O Globo
Ariel Palacios diz em livro que
compartilhamos com nossos vizinhos muito mais do que gostaríamos de admitir
Nos anos 70, Sebastião Nery começou a
publicar o melhor do “folclore político” — histórias pitorescas protagonizadas
por esta gente matreira cujo nome o eleitor brasileiro sempre teve por hábito
(ou sina) marcar na cédula ou confirmar na urna eletrônica. Uma fauna que ia
das raposas felpudas à arraia-miúda (esta, hoje no topo da cadeia alimentar —
um cardume chamado Centrão).
Antes, Sérgio Porto já havia deitado e rolado com um elenco de parlamentares, jornalistas, militares, celebridades e afins, que desfilava sua ignorância sobre cultura, ética, democracia, senso de ridículo e outros valores já então ameaçados de extinção. Quem também andou visitando a História em off do Brasil e do subcontinente foram Leandro Narloch e Duda Teixeira, com seus guias politicamente incorretos.

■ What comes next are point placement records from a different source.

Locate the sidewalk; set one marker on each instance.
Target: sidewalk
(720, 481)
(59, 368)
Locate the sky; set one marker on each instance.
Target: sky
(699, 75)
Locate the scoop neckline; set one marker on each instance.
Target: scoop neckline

Não temos muita consciência de sermos
latino-americanos. Não falamos espanhol, não tivemos grandes civilizações
pré-coloniais e sabemos que samba não é rumba. Mas o jornalista Ariel Palacios,
no recém-lançado “América Latina lado B”, mostra que compartilhamos com nossos
vizinhos muito mais do que gostaríamos de admitir.

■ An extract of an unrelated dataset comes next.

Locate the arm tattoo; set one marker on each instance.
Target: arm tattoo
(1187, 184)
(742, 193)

O livro é uma espécie de festival de
besteiras que tem assolado a América Latina nos últimos séculos. Passa em
revista as várias encarnações do “perfeito idiota latino-americano” — à direita
e à esquerda, enfrentando estrangeiros ou em guerra contra o próprio povo. Vai
do mexicano Antonio de Santa Anna — que se fazia chamar de “Alteza sereníssima”
e organizou o funeral da própria perna — ao venezuelano Nicolás
Maduro — que, tendo tornado miserável um dos países mais ricos
do continente, recomendou que a população criasse galinhas dentro de casa (1
metro de altura por 60 centímetros de largura seria suficiente para um bom
galinheiro doméstico) ou a cunicultura (afinal, como ele mesmo explicou,
“coelhos se reproduzem como coelhos”). No caminho, conta do “Generalíssimo”

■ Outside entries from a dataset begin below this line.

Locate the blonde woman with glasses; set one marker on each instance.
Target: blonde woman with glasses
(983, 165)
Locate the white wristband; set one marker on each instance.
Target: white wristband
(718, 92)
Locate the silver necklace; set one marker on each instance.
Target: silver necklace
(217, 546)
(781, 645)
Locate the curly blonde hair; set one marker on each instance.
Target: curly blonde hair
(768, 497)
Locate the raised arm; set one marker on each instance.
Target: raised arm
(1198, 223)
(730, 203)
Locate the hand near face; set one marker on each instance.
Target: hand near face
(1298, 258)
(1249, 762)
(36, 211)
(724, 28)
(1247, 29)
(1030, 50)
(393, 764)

Trujillo, ditador da República
Dominicana que rebatizou a capital do país em homenagem a si
mesmo, e de Fulgencio Batista, que deu uma festança de despedida na véspera de
saquear Cuba e
fugir do próximo saqueador, Fidel Castro. Da necromaníaca Argentina à
cleptocrática América Central, tudo funciona como uma lente de aumento para
nossa realidade.
Não temos Macondo, mas tivemos Mombaça.
Durante uma viagem do titular, o presidente interino, Paes de Andrade, foi num
comboio aéreo — 11 aeronaves! — inaugurar uma agência bancária em sua cidade
natal, tornada capital federal por um dia. Não tivemos estupradores em série,
como o paraguaio Stroessner, mas não nos faltam machistas (o que dizia ter
“aquilo” roxo, o que fingia pagar flexões para demonstrar virilidade e mandava
“abraços héteros”, o que acha que máquinas de lavar são muito importantes para
as mulheres).
A história política latino-americana,
recontada por Palacios, mostra que nosso atraso talvez não possa ser debitado
(apenas) aos culpados de sempre — o imperialismo ianque, o colonialismo
europeu, a luxúria do clima tropical.
Caetano Veloso perguntou, retoricamente, se
“nunca faremos senão confirmar a incompetência da América católica, que sempre
precisará de ridículos tiranos”. Essa América está cada vez menos católica, mas
enquanto permanecer caudilhista e antiliberal, fazendo rodízio de populismos,
suas veias continuarão abertas. Para o trágico e para o cômico.
No Brasil cresce o número de evangélicos,não sei nos outros países.